The Dardennes repeatedly use not just the same actors (most obviously Olivier Gourmet and Jeremie Renier), but the same crew (including DP Alain Marcoen and Editor Marie-Hélène Dozo), who form part of what they happily term their ‘family’.
JP?: We can really talk to them. Which means, we’re not there to protect our own image. We’re there to bring characters to life. Characters that didn’t exist before we started shooting.
This ethos of familial loyalty is of course most obvious in the relationship between Jean-Pierre and Luc themselves. Surely they must have their artistic differences?
JP: No, otherwise we mustn’t work together.
Luc: We can criticise each other. If one of us takes a decision with an actor, we try it the other way round, and the other one agrees. It’s quite rare for one of us to say something and for the other to say ‘no’. We shoot facing one way, the other way, facing sideways, faster, slower. It’s not that one thinks one should do faster or slower, we think we should try different ways. The shoot lasts 25 minutes, so we know we can cut it, and keep one or two minutes. We don’t know how the film will be when we put it all together.
We wander out from the Dardenne’s production offices, overlooking the broad Meuse River that carved the Industrial Valley and fed its factories. Jean-Pierre points out a bar: ‘If you go in, you go out to the morgue’, he says. Its patrons look something like those of an archetypal Southern US biker bar - massive, bearded, beered, and in a bad mood. Jean-Pierre talks of the depressing sight of young people on the cusp of Heroin addiction, and their quick descent away from life. It’s a reminder, conscious or not, that for all the jocularity of the interview the Liege depicted in the films is for real, and their concern for it heartfelt.

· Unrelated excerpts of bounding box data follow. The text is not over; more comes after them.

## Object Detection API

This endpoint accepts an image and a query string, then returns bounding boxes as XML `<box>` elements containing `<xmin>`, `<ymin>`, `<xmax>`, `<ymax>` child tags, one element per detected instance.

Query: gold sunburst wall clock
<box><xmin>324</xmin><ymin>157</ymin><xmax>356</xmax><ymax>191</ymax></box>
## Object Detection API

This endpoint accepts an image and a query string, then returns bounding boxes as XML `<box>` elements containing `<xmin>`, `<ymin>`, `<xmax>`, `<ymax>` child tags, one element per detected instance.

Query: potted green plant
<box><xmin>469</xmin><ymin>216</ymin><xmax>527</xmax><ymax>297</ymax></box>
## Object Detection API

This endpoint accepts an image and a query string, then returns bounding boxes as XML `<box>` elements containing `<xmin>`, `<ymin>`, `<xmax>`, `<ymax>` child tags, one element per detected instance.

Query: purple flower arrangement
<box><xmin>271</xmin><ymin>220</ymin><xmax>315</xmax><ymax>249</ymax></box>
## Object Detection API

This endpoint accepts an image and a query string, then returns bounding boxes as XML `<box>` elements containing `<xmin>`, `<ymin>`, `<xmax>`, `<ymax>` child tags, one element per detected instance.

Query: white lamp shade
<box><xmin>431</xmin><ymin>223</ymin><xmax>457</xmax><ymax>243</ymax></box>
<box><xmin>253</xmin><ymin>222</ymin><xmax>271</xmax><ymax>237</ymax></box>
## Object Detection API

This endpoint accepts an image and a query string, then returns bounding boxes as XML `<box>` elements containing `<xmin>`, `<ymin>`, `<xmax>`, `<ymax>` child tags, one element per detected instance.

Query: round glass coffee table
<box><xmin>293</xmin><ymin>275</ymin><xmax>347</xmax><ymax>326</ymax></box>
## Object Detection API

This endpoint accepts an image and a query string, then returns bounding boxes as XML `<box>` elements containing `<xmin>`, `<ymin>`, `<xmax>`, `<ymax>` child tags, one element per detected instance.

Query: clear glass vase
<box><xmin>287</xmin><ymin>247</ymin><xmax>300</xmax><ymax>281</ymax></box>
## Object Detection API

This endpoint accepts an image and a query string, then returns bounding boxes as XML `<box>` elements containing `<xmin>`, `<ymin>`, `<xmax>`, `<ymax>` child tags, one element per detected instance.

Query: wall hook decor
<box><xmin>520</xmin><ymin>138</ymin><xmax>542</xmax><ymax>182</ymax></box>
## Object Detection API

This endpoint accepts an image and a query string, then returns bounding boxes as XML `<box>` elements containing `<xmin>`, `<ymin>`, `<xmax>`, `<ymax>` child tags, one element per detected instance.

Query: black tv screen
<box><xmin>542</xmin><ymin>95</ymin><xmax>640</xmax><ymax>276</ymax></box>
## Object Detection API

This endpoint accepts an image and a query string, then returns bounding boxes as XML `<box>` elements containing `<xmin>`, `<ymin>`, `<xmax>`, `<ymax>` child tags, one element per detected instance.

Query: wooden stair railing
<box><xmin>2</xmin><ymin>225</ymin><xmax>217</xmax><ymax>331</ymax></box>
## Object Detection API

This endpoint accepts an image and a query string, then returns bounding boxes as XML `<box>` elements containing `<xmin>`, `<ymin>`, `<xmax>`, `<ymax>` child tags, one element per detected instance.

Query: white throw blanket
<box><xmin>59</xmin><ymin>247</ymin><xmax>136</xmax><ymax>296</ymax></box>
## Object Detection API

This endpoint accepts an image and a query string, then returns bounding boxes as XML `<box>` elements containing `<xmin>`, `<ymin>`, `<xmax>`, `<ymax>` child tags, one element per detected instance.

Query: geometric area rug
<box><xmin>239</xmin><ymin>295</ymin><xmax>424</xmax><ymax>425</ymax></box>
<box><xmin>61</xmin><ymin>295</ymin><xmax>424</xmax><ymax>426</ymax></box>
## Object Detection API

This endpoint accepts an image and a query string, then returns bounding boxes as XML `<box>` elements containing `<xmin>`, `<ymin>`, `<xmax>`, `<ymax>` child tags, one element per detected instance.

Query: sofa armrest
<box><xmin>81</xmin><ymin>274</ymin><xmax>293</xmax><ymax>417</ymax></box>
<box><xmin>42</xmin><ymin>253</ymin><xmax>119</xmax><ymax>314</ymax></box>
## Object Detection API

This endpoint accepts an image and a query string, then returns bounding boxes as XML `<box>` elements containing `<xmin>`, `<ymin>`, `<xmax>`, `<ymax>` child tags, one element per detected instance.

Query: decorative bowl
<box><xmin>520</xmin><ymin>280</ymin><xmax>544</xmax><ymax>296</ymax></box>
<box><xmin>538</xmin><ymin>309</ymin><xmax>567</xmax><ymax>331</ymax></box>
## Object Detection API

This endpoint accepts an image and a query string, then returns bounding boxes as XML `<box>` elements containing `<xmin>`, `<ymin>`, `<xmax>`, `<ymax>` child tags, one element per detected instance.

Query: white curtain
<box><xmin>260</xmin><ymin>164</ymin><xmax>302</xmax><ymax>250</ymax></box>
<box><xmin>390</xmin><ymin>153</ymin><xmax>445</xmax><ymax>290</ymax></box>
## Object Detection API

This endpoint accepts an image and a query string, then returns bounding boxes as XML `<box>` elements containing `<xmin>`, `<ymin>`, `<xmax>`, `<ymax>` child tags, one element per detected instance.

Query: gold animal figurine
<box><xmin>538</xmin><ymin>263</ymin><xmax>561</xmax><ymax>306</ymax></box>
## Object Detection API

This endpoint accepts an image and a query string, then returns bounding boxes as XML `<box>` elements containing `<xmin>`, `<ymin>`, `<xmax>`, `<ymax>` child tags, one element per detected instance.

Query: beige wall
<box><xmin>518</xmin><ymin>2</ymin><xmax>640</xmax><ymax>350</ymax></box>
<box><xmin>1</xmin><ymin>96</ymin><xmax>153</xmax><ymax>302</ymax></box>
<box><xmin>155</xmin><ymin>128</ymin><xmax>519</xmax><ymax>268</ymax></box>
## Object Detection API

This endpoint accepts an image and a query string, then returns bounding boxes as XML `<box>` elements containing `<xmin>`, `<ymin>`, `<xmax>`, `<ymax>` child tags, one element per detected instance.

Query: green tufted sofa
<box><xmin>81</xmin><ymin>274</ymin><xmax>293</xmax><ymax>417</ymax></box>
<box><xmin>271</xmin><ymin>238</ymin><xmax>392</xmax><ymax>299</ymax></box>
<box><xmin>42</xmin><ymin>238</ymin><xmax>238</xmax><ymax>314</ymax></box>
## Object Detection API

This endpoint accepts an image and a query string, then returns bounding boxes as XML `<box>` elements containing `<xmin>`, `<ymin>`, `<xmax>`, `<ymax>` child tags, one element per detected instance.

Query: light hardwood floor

At a more welcoming local bar we take some pictures but the brothers seem less comfortable than in the interview, relaxing more at the arrival of Arta Dubrovski who is casually lumescent in front of the camera. As we leave, and reach to pay the bill, the owner kindly offers the drinks on the house. ‘That doesn’t happen everywhere’ Jean-Pierre stresses. It undoubtedly doesn’t but it’s good to see that the brothers are not just the darlings of Cannes, but favoured sons of Liege.
LWLies: Your two Palme D’Or. What do they signify?
JP: Being recognised. Even if we know it was given by ten or eleven people and if it had happened to be another ten or eleven we wouldn’t have got it. It gave us the international recognition we wouldn’t have got without it.
Luc: It’s a good souvenir. Unfortunately they’re not made of real gold. There’s a lot of them. They’re not heavy. They’re plated.
LWLies: Where are they?
Luc: We buried them........a little joke.